マイルスは父親の言いなりで自分に選択権がないことに辟易しており、もちろん愛情ゆえであることはわかってるけども(学校の前で「父さん愛してる」はキツすぎですが)、好きなグラフィティも描けない窮屈さを感じています。進学校に自分が合わなくて居場所がないと思っており、それが透明になるという能力に繋がってるのかもしれません。でもスパイダーマンになったということは、最初のピーターに言われるようにさらに選択の余地がないことなんですね。街を救ってくれという約束も果たせず、スパイダーアクションもなかなか上手くできない。しかもマイルスは慕っていた叔父のアーロンがプロウラーだったことにショックを受け、その叔父がマイルスを庇って命を落とすという悲劇まで食らうことに。

「じゃあもう一度説明するね」の繰り返しは、各スパイダーマンが自分のことは自分の世界ではおなじみ、ということです。本来はそれぞれが主人公という意味合いで「この世界でたった一人のスパイダーマン」と言うわけですが、これが同時に一人で戦うことの孤独も表しているわけです。そして皆が大切な人を亡くしている。ハムの言う「全ての人は救えない」がヒーローの深刻さを物語ります。それでも自分にできることをやりたいと思うマイルス。そしてアーロンの「真っ直ぐ生きろ」、母親の「うちの家族は逃げない」、父親の「お前には才能がある」、ピーターの「信じて飛べ」そして必要なのは「勇気だけだ」といった言葉が、マイルスに覚悟をもたらします。選択の余地がないなら自分を信じて真っ直ぐ進むだけ。そして自分たちは一人じゃない、別の次元で同じように孤独に戦う自分がいる。

それはピーターBやグウェンも感じていたことであり、皆がスパイダーセンスで共有する思いでもあり、だから彼らはもう孤独ではないのです。そうしてマイルスが覚醒したことを、彼が表紙のコミックが皆のコミックに重ねられるという形の演出が熱い。他の皆を自分たちの世界に返すマイルスには対等の頼もしさが備わり、だからこそそれぞれの別れが沁みます。グウェンとの別れでは「友達?」「友達」でそれ以上余計なことは喋らず見つめ合うのが泣けるし、ピーターBには自分がやられたように足払いで倒して後は任せろと送り返す。マイルスの思いの強さは電撃となり、アーロンから教わったショルダータッチでキングピンを倒します。父への思いをマスクをしたままハグで示すのは可愛らしいですが、「あなたの隣人スパイダーマン」のメッセージには新たなヒーローの誕生が明確に示されています。


■ヒーローは立ち上がる

マスクを被れば君もなれる、それは勇気をもって進めばなりたい自分になれるというメッセージ。とても王道な着地なんですが、それをポップでありながら鮮烈なビジュアルと魅力的な人物関係でひたすら楽しませながら描いてみせた完成度の高さには脱帽です。細部の演出まで凝っており、最初のピーターに「イヤだ」と言っていたマイルスが最後にパネルに辿り着くまでの動きがピーターが上っていくのと同じ動きだったり、スパイダーマンである期間がピーターが22年間、グウェンが2年間、マイルスが2日と「2」で縛ってるのも細かい。そして何度でも立ち上がるヒーローの矜持の熱さ。観終わった後にすぐにもう一度観たくなる中毒性がありますよ。

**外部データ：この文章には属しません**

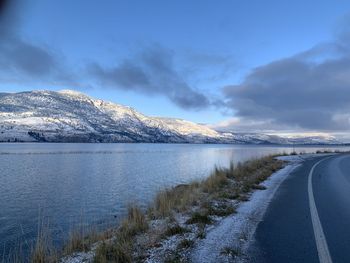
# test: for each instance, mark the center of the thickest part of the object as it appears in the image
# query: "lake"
(64, 185)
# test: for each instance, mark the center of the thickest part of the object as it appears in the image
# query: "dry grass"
(43, 250)
(120, 250)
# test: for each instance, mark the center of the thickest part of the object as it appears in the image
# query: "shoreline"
(187, 222)
(194, 241)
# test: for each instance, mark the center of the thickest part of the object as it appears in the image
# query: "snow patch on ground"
(228, 240)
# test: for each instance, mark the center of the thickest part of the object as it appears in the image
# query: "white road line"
(321, 242)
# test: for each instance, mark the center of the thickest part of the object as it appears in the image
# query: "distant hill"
(70, 116)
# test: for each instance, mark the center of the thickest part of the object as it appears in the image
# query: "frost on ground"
(228, 240)
(222, 236)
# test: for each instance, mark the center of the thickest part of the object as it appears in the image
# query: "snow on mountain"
(71, 116)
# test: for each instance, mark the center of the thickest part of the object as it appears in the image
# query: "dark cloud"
(22, 60)
(151, 72)
(310, 91)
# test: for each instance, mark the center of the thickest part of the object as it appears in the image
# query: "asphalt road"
(308, 219)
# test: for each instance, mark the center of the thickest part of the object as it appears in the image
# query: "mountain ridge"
(72, 116)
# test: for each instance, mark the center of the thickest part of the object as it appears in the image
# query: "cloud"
(23, 61)
(151, 72)
(309, 91)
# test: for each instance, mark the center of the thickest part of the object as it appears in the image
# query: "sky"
(270, 66)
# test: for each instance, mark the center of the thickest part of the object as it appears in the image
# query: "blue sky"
(202, 49)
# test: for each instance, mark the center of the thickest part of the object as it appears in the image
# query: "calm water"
(67, 184)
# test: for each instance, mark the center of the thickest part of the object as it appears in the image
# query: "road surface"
(308, 219)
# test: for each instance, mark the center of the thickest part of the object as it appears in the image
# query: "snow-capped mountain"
(70, 116)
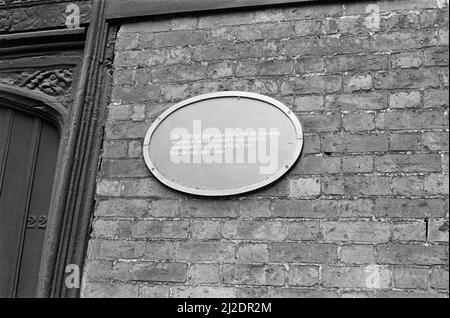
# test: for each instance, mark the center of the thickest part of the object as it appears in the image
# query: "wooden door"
(28, 154)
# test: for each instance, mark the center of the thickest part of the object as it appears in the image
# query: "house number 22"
(37, 222)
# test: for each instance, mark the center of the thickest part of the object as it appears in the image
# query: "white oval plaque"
(223, 143)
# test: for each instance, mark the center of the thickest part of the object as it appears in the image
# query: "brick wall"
(364, 213)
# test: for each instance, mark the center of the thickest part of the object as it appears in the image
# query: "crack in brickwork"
(364, 213)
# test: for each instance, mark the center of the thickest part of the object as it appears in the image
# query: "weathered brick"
(206, 230)
(356, 208)
(303, 253)
(205, 251)
(276, 67)
(359, 122)
(124, 77)
(416, 278)
(98, 270)
(148, 187)
(403, 40)
(409, 294)
(438, 231)
(301, 293)
(435, 141)
(157, 291)
(124, 168)
(410, 120)
(253, 253)
(372, 276)
(435, 56)
(150, 271)
(409, 231)
(403, 254)
(115, 149)
(436, 98)
(135, 94)
(408, 163)
(356, 101)
(309, 65)
(360, 82)
(223, 51)
(306, 208)
(110, 290)
(122, 208)
(321, 123)
(355, 143)
(405, 141)
(277, 30)
(436, 184)
(111, 229)
(209, 208)
(122, 249)
(317, 165)
(307, 27)
(304, 230)
(409, 208)
(126, 130)
(406, 59)
(160, 229)
(405, 100)
(306, 276)
(255, 208)
(439, 278)
(251, 292)
(308, 103)
(349, 231)
(255, 275)
(311, 84)
(109, 188)
(255, 230)
(305, 187)
(408, 185)
(203, 273)
(220, 70)
(203, 292)
(177, 73)
(164, 208)
(357, 254)
(407, 78)
(311, 144)
(127, 41)
(357, 164)
(356, 185)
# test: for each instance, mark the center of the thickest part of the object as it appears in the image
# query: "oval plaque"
(223, 143)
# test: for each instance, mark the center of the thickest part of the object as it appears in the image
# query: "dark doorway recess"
(28, 155)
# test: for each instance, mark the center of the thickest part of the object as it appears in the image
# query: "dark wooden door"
(28, 154)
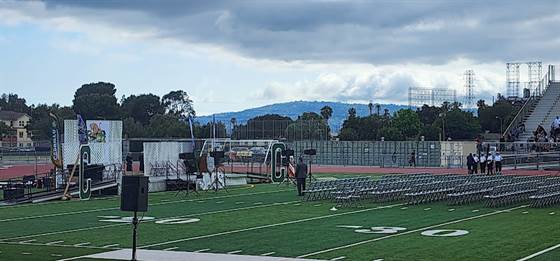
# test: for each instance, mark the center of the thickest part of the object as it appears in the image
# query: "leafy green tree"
(408, 123)
(326, 112)
(96, 101)
(133, 129)
(142, 107)
(391, 133)
(269, 126)
(178, 103)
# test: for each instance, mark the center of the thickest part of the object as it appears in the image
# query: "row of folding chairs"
(471, 191)
(545, 196)
(511, 193)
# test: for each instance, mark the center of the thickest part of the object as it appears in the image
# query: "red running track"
(7, 172)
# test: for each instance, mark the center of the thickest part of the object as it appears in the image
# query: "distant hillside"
(296, 108)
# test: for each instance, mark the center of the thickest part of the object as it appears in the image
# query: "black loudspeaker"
(310, 152)
(134, 194)
(219, 154)
(288, 153)
(186, 155)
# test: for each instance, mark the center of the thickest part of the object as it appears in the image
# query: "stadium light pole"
(501, 124)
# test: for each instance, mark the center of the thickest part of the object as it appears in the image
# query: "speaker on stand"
(134, 198)
(310, 153)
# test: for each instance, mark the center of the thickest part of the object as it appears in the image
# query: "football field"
(271, 220)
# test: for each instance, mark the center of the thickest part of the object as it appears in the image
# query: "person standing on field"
(301, 175)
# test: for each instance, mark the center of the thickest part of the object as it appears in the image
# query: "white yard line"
(153, 220)
(269, 226)
(409, 232)
(54, 243)
(117, 208)
(539, 253)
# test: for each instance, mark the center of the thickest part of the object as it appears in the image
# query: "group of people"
(487, 163)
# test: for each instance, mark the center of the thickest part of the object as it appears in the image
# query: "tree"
(178, 103)
(12, 102)
(352, 113)
(133, 129)
(326, 112)
(408, 123)
(308, 126)
(142, 107)
(96, 101)
(269, 126)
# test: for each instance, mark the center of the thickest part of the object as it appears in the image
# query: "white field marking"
(117, 208)
(57, 245)
(410, 231)
(539, 253)
(269, 225)
(154, 220)
(54, 243)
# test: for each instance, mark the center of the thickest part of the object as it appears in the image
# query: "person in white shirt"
(498, 159)
(476, 161)
(490, 164)
(482, 163)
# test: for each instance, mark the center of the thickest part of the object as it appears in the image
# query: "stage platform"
(159, 255)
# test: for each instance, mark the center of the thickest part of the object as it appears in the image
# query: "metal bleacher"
(492, 191)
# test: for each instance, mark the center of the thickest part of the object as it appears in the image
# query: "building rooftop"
(11, 115)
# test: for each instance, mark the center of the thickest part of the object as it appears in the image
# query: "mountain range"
(296, 108)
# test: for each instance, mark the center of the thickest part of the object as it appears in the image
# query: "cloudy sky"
(232, 55)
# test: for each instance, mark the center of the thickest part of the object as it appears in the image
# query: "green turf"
(271, 218)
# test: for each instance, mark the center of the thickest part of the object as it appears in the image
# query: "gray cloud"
(376, 32)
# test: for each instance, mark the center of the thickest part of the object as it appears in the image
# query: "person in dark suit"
(301, 175)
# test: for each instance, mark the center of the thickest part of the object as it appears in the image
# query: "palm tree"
(233, 123)
(352, 113)
(326, 112)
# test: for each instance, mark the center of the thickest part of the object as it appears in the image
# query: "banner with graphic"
(98, 131)
(56, 146)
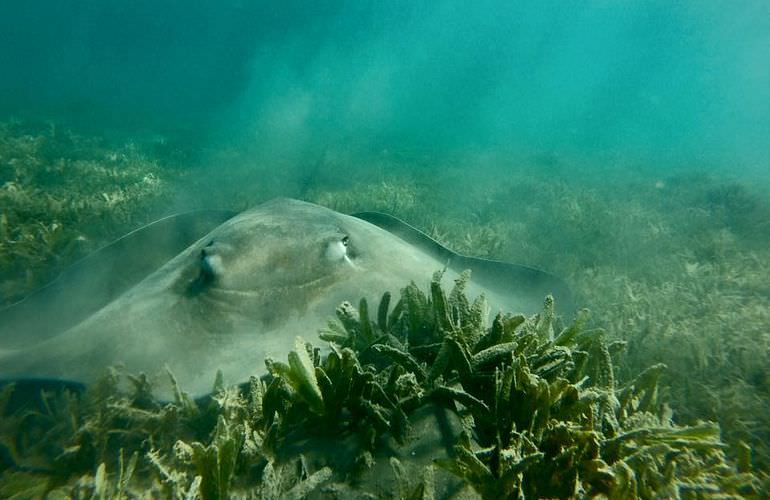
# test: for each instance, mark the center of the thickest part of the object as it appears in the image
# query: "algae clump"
(530, 407)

それにしてもエンドクレジットのスパイダーマンだらけのクレイジーな映像はドラッギーでブッ飛んでるし、エンドロール後に登場するスパイダーマン2099(声はオスカー・アイザック!)と元祖スパイダーマンの指の差し合いは何のコントなの?ただラストでマイルスに話しかけるグウェンらしき声が聞こえたり、スパイダーマン2099が次元を移動できるようになるみたいなことを言うので、続編もありそうな予感。期待しちゃいますよ?今度はレオパルドンも出たりして。